A Cowboy’s Faith: Rotation increases grazing capacity – Osage County Online | Osage County News

A Cowboy’s Faith: Rotation increases grazing capacity

“Rain has made ample grass for the time being.”

However, that’s not all optimistic, according to a number of outlooks for months ahead as presented by several weather forecasters. Of course, it’s common knowledge weathermen and women are wrong as often as right. So, anybody’s guess is as good as the next about what the conditions will be for the next 12 weeks.

A frequent topic of conversation for the past couple of years has been pasture rotation. The idea is to stretch out grazing capacity when there are short supplies.

Rotation is a relatively new term that wasn’t related much, if any, that’s memorable from the four-hour range management class. Of course, that was more than half a century ago and likely the still teenage college student wasn’t all that attentive. However, looking back through the old, yellow report cards in the stuffed filing cabinet verifies a top passing grade.

There are different philosophies on rotational grazing and what works well for one doesn’t fit another. Weather conditions continue to always have a major impact on what needs to be done.

If it continues raining and the temperature isn’t too high, grass will generally grow. Livestock won’t need to be rotated as frequently when the pasture is not grubbed in the ground.

Fencing and water supplies are major ingredients for rotational grazing and again what fits one operation doesn’t work for others.
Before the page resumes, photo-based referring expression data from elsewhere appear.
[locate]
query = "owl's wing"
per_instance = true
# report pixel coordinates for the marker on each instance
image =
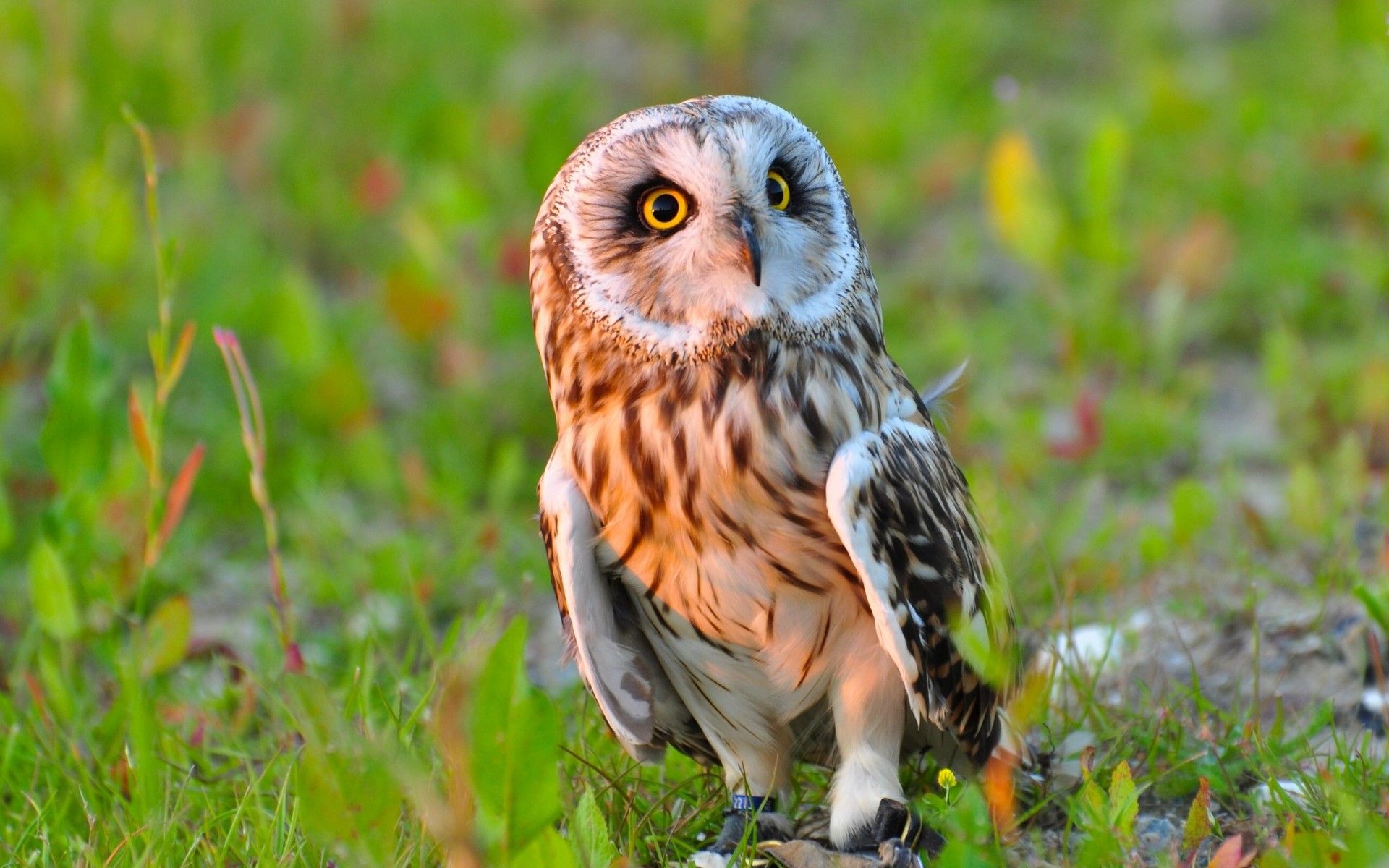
(613, 655)
(903, 511)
Barbed wire fence with gates from one pasture to another is easiest to use, but typically does not work well. Usually, a rotation program involves small pastures with clean water, so a hot electric wire fence is typically the best.
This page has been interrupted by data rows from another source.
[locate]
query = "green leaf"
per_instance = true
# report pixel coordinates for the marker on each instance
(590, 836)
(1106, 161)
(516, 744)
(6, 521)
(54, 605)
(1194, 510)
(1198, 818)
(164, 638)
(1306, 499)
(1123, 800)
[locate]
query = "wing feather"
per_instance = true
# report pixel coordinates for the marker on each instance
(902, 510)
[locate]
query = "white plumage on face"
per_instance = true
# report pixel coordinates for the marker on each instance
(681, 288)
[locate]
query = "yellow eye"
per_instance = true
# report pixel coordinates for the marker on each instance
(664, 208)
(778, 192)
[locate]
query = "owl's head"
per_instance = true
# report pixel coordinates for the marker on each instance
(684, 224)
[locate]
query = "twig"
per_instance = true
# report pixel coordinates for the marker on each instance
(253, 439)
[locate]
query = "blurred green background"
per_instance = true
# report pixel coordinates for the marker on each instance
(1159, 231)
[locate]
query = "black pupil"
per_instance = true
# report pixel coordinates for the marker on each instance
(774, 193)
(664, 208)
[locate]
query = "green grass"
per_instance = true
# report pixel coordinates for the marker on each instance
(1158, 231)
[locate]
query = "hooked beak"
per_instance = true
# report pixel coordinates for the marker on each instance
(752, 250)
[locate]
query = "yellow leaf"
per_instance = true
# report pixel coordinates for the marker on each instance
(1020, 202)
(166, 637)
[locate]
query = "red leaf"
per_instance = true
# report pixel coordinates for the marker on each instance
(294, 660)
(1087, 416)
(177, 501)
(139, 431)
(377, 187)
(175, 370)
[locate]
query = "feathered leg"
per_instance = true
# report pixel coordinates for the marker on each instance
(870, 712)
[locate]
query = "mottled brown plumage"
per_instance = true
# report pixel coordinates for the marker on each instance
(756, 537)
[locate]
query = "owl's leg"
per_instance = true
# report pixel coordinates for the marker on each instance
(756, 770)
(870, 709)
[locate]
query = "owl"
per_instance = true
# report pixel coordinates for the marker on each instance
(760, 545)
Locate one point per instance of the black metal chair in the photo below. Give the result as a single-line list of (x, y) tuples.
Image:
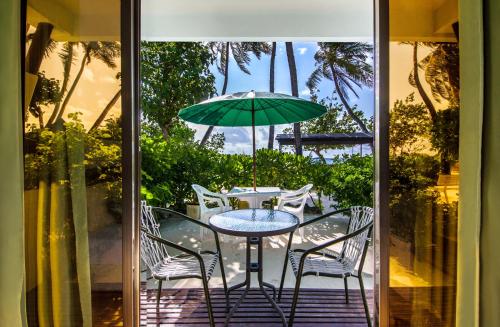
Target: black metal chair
[(188, 264), (321, 261)]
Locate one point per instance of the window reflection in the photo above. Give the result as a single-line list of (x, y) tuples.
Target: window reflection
[(424, 173), (72, 148)]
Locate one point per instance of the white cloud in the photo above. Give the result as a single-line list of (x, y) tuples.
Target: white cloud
[(305, 92)]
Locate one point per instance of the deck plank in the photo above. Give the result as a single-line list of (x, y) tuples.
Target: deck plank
[(317, 307)]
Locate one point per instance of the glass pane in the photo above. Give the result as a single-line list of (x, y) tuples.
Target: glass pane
[(424, 167), (72, 149)]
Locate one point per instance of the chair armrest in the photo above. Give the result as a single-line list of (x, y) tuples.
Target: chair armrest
[(197, 222), (293, 198), (183, 216), (171, 244), (326, 215), (338, 240)]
There are plenty of problems with electric fences which require consistent power. If cattle get out one time, it can become a habit that sometimes seems uncontrollable.

Moving cattle from one grazed pasture to the next takes some training but they usually learn fast. Lush grass on the other side makes cattle prefer it over their short dry feed and they’ll readily go there.
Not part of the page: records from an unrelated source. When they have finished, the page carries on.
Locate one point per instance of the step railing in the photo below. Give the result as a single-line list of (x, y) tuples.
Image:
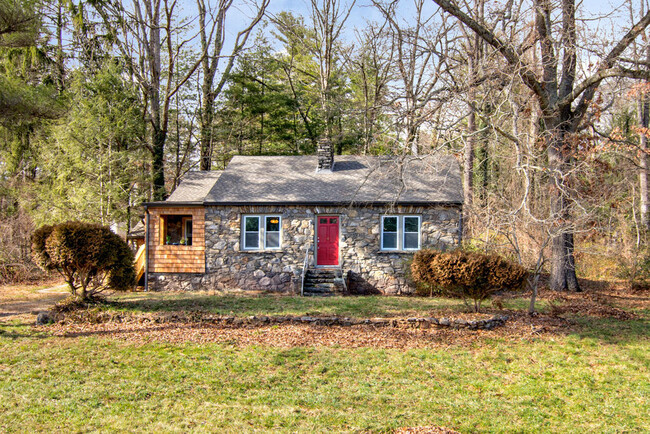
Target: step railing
[(305, 267)]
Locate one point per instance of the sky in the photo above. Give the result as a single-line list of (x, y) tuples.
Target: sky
[(363, 12)]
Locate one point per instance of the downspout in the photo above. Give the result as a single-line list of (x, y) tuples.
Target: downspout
[(146, 248)]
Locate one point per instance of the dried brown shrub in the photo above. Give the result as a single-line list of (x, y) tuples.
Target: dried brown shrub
[(467, 274), (90, 257)]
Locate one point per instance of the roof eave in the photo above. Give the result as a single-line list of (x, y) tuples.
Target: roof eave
[(162, 204), (339, 203)]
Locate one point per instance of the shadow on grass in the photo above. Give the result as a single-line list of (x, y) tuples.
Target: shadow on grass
[(611, 330)]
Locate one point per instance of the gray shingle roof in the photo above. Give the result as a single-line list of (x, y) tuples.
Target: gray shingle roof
[(285, 180), (136, 231), (195, 186)]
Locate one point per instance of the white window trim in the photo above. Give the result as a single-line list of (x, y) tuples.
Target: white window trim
[(244, 232), (381, 241), (279, 232), (419, 232), (261, 233), (400, 234)]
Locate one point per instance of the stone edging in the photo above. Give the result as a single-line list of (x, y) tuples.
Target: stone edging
[(198, 317), (414, 322)]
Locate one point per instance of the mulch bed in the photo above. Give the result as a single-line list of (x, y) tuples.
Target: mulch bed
[(145, 329), (400, 333)]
Stocking rate determines how many cattle can graze allotted acres making a watchful eye more important than ever.

Pastures typically will handle larger numbers during the summer when cattle are rotated.

Reminded of Psalm 104:14: “Grass grows for the livestock to cultivate so they may bring forth food.”

Frank J. Buchman is a lifelong rancher from Alta Vista, a lifetime newspaper writer, syndicated national ag writer and a marketing consultant. He writes a weekly column to share A Cowboy’s Faith.